If we consider the new Liberalism, however, as a change in ideas, a revision of traditional Liberal notions of the individual, society, and the role of the state, then there can be little doubt that it represents the decisive moment in the shift between the individualist Liberalism of the mid-19th century and the welfare state Liberalism of the 20th century. It is precisely the extent of their revision of this tradition that justifies regarding the new Liberalism as a significant moment in the formation of contemporary political views.

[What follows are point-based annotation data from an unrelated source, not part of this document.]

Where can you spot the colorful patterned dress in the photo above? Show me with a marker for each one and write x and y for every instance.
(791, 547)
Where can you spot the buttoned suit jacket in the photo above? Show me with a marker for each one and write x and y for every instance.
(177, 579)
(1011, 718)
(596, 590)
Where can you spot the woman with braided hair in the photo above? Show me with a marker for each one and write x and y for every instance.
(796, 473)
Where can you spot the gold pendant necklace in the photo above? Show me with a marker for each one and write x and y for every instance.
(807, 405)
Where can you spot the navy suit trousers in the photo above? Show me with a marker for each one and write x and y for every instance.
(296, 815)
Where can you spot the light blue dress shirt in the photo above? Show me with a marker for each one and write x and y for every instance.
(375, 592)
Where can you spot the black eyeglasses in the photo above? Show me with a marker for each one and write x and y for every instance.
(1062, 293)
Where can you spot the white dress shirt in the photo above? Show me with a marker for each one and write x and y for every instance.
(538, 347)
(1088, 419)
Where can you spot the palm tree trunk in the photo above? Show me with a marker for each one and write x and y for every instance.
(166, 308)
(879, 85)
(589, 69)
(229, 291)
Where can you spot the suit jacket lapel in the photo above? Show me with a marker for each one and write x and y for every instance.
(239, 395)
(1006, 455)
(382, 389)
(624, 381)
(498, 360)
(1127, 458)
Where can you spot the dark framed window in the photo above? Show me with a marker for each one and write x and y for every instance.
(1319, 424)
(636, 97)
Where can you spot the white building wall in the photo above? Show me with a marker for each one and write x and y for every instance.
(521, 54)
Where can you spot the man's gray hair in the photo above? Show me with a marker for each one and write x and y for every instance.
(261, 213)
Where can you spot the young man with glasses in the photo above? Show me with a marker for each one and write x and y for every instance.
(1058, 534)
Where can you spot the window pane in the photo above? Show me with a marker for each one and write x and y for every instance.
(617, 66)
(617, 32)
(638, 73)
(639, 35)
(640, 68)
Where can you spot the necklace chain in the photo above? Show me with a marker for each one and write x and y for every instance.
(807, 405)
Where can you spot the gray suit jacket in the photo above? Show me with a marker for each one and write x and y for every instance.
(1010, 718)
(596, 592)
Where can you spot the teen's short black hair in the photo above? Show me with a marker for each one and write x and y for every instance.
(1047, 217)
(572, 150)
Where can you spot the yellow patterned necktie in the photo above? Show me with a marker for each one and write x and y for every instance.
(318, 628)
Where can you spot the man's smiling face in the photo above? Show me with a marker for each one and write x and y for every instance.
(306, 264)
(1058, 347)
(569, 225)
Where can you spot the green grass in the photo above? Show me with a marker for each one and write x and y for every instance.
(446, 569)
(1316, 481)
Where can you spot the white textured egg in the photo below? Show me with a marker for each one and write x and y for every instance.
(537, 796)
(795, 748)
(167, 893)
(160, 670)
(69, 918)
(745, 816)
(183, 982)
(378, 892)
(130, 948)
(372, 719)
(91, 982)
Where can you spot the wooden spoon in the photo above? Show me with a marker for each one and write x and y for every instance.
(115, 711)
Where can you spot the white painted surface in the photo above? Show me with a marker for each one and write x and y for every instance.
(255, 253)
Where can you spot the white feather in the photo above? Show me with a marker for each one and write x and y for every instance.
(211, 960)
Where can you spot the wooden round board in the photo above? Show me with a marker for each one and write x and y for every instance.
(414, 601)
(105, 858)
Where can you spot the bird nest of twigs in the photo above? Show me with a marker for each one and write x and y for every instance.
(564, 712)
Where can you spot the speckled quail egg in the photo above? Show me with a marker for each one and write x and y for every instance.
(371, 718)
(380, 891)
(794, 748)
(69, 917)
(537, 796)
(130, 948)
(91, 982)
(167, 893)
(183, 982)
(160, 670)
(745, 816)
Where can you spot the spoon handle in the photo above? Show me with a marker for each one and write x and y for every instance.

The uniqueness of the new Liberals' contribution to the demise of this laissez-faire tradition also has been indirectly suggested by E. P. Hennock in an article which argues that Charles Booth's famous study on the London poor. did not mark the significant break in social thought that has usually been assumed. Hennock contends that Booth merely systematized and extended attitudes towards the poor and poverty that emerged in the 1860's, particularly the concern to distinguish between various kinds of impoverished workers. This interpretation of Booth thus sees the decisive shift in attitudes toward the poor developing in the next decade as a result of experience, failed attempts to overcome clearly perceived social problems, and new studies, like Rowntree's examination of York. The new Liberalism certainly formed an important part of this changing view of poverty. At the same time, however, it is worth reaffirming that the new Liberals who came of age in the 1880's thought this decade was decisive for their own political development. Whatever the limitations of Booth's understanding of poverty, his study remained a decisive landmark for all social reformers. Thereafter, no one could doubt the reality or extent of poverty.